I understand the OPs frustration, this usage of virtual is not for the templated abstraction that the defacto virtual modifier is effective for.
If any are still struggling with this, I would offer my view point, as I try to keep the solutions simple and the jargon to a minimum:
Entity Framework in a simple piece does utilize lazy loading, which is the equivalent of prepping something for future execution. That fits the 'virtual' modifier, but there is more to this.
In Entity Framework, using a virtual navigation property allows you to denote it as the equivalent of a nullable Foreign Key in SQL. You do not HAVE to eagerly join every keyed table when performing a query, but when you need the information -- it becomes demand-driven.
I also mentioned nullable because many navigation properties are not relevant at first. i.e. In a customer / Orders scenario, you do not have to wait until the moment an order is processed to create a customer. You can, but if you had a multi-stage process to achieve this, you might find the need to persist the customer data for later completion or for deployment to future orders. If all nav properties were implemented, you'd have to establish every Foreign Key and relational field on the save. That really just sets the data back into memory, which defeats the role of persistence.

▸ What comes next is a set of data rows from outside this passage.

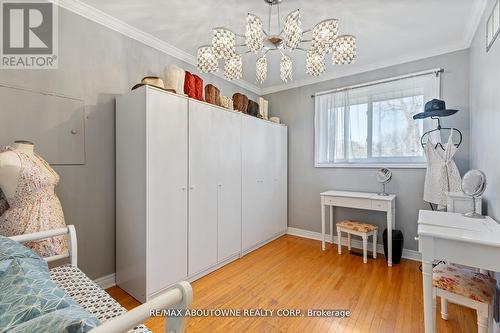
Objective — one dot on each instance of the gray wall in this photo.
(96, 64)
(296, 109)
(485, 113)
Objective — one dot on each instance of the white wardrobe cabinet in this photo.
(264, 181)
(215, 185)
(196, 186)
(151, 191)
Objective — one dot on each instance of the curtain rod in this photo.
(435, 71)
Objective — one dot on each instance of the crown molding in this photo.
(354, 70)
(95, 15)
(110, 22)
(473, 23)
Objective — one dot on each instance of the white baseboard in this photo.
(358, 244)
(107, 281)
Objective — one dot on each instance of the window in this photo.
(493, 26)
(372, 124)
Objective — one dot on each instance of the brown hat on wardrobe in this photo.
(153, 81)
(253, 108)
(212, 94)
(240, 102)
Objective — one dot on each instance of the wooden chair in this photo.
(359, 229)
(466, 287)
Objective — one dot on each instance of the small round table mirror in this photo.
(384, 176)
(473, 185)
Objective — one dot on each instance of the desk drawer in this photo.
(379, 205)
(360, 203)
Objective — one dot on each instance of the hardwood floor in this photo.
(293, 272)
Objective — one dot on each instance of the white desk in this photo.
(360, 200)
(457, 239)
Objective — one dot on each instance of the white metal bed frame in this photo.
(179, 297)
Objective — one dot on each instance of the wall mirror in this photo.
(473, 185)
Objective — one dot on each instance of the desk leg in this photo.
(429, 300)
(389, 236)
(331, 224)
(322, 225)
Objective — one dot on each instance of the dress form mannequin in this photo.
(28, 202)
(10, 167)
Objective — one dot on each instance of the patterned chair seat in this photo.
(357, 226)
(465, 282)
(89, 295)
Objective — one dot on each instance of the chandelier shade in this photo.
(292, 30)
(233, 70)
(223, 43)
(290, 37)
(344, 51)
(254, 35)
(207, 61)
(315, 63)
(324, 35)
(286, 68)
(261, 69)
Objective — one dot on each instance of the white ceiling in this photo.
(388, 31)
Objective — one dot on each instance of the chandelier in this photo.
(318, 42)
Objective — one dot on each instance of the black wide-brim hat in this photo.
(435, 108)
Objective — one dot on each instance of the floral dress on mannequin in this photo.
(442, 174)
(35, 206)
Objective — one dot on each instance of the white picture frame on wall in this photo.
(493, 26)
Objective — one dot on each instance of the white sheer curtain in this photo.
(373, 124)
(329, 124)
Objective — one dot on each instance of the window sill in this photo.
(374, 165)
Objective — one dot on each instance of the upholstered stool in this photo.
(465, 287)
(359, 229)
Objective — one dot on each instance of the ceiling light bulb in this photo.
(253, 34)
(292, 30)
(344, 51)
(224, 43)
(286, 68)
(207, 61)
(324, 35)
(261, 69)
(233, 70)
(315, 63)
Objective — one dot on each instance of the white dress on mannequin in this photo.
(442, 173)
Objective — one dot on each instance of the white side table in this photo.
(360, 200)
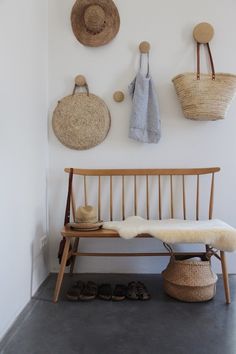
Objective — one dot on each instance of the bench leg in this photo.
(75, 249)
(62, 270)
(225, 277)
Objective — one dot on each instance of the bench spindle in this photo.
(73, 203)
(135, 195)
(123, 197)
(147, 196)
(211, 196)
(111, 201)
(184, 197)
(85, 191)
(159, 194)
(171, 198)
(197, 199)
(99, 197)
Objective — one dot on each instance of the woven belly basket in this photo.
(191, 281)
(205, 96)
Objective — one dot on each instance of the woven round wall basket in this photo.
(205, 96)
(191, 281)
(81, 120)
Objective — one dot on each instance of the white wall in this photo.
(23, 151)
(168, 26)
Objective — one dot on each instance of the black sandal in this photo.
(132, 292)
(105, 292)
(74, 292)
(119, 293)
(143, 293)
(89, 291)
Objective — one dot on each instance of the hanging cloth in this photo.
(145, 124)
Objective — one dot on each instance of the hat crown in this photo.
(94, 18)
(86, 213)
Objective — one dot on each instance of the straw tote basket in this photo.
(81, 120)
(191, 281)
(205, 96)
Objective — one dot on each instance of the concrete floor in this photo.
(159, 326)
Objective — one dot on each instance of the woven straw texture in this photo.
(90, 31)
(191, 281)
(205, 99)
(81, 121)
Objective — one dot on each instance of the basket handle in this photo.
(80, 81)
(211, 60)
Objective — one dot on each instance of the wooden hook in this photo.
(144, 47)
(203, 33)
(80, 80)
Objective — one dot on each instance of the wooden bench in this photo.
(164, 179)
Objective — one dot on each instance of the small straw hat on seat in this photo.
(86, 219)
(95, 23)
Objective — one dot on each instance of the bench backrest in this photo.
(142, 188)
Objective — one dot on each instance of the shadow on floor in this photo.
(159, 326)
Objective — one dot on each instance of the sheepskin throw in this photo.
(215, 233)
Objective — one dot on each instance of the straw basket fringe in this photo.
(189, 281)
(205, 99)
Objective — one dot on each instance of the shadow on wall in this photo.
(39, 258)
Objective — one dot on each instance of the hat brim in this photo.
(85, 226)
(107, 34)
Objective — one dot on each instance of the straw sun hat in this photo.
(95, 23)
(86, 218)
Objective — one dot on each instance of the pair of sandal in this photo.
(137, 291)
(81, 291)
(105, 292)
(134, 291)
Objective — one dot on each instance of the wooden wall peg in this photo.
(80, 80)
(118, 96)
(144, 47)
(203, 32)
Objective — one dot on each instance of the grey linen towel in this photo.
(145, 124)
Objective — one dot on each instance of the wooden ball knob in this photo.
(203, 32)
(119, 96)
(80, 80)
(144, 47)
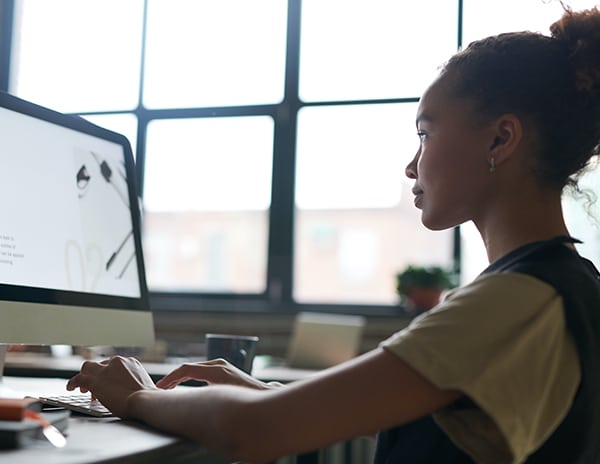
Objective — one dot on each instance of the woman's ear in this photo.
(506, 135)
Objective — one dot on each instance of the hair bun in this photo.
(580, 34)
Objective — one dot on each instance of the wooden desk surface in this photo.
(106, 440)
(36, 365)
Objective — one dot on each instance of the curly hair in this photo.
(552, 82)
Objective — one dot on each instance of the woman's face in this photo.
(451, 167)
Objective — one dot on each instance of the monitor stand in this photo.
(5, 390)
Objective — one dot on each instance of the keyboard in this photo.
(77, 402)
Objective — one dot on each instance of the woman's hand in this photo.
(112, 382)
(216, 371)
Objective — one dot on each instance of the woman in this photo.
(505, 368)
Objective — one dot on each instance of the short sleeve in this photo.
(503, 341)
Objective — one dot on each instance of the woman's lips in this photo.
(418, 193)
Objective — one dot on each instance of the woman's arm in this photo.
(371, 393)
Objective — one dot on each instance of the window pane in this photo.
(215, 52)
(74, 56)
(207, 193)
(583, 218)
(482, 19)
(367, 49)
(125, 124)
(356, 225)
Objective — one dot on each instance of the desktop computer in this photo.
(71, 263)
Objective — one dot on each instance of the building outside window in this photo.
(270, 136)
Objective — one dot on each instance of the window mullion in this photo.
(281, 224)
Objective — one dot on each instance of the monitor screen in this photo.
(71, 264)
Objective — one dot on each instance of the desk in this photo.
(42, 366)
(106, 440)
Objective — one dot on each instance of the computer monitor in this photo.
(71, 265)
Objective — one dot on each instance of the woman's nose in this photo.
(411, 168)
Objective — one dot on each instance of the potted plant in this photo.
(420, 287)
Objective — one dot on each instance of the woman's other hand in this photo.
(112, 381)
(216, 371)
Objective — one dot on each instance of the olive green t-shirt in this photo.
(503, 341)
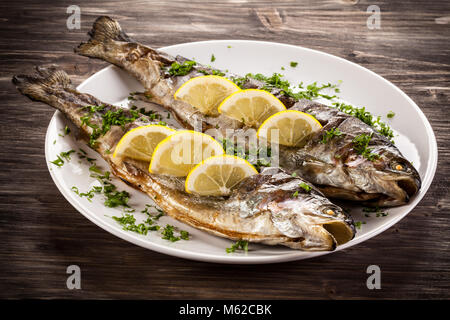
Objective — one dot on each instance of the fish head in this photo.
(391, 176)
(298, 210)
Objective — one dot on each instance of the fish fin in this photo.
(40, 84)
(104, 30)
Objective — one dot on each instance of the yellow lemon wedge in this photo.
(289, 128)
(205, 93)
(139, 143)
(218, 175)
(177, 154)
(251, 106)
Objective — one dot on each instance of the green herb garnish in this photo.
(359, 223)
(378, 212)
(361, 146)
(128, 223)
(305, 187)
(183, 69)
(58, 162)
(329, 134)
(367, 118)
(66, 131)
(238, 245)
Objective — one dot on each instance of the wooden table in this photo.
(42, 233)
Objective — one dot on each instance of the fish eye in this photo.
(329, 211)
(398, 166)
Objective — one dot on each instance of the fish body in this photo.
(335, 167)
(263, 208)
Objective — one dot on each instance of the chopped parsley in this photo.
(378, 212)
(367, 118)
(168, 233)
(109, 118)
(276, 81)
(329, 134)
(212, 71)
(238, 245)
(62, 155)
(259, 157)
(128, 223)
(358, 224)
(66, 131)
(361, 146)
(58, 162)
(183, 69)
(305, 187)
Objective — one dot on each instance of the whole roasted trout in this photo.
(262, 208)
(336, 167)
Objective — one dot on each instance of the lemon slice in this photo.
(140, 142)
(206, 92)
(177, 154)
(289, 127)
(216, 176)
(251, 106)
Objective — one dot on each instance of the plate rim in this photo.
(248, 259)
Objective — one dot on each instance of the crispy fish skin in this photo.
(261, 209)
(340, 172)
(350, 177)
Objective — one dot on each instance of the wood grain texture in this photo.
(42, 233)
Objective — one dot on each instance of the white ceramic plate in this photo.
(359, 87)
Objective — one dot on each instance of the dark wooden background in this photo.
(41, 233)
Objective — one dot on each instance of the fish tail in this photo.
(104, 31)
(41, 84)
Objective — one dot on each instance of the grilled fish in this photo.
(335, 167)
(261, 209)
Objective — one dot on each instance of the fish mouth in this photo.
(327, 237)
(340, 231)
(410, 185)
(397, 190)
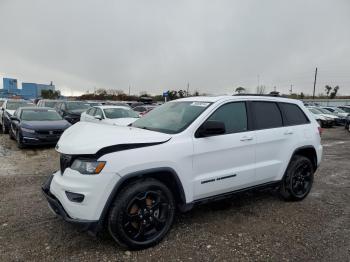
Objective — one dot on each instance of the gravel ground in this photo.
(248, 227)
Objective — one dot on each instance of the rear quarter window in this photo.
(266, 115)
(293, 114)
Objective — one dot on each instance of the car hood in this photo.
(46, 125)
(329, 116)
(343, 114)
(10, 112)
(120, 121)
(88, 138)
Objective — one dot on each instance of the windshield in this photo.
(77, 105)
(172, 117)
(50, 103)
(14, 105)
(325, 111)
(40, 115)
(346, 109)
(119, 113)
(338, 110)
(315, 111)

So while it may seem cryptic in the actual execution at run time, I have found the best rule of thumb to use would be: if you are outputting data (reading into a View Model or Serializable Model) and need values before references, do not use virtual; If your scope is collecting data that may be incomplete or a need to search and not require every search parameter completed for a search, the code will make good use of reference, similar to using nullable value properties int? long?.
Also, abstracting your business logic from your data collection until the need to inject it has many performance benefits, similar to instantiating an object and starting it at null. Entity Framework uses a lot of reflection and dynamics, which can degrade performance, and the need to have a flexible model that can scale to demand is critical to managing performance.
To me, that always made more sense than using overloaded tech jargon like proxies, delegates, handlers and such. Once you hit your third or fourth programming lang, it can get messy with these.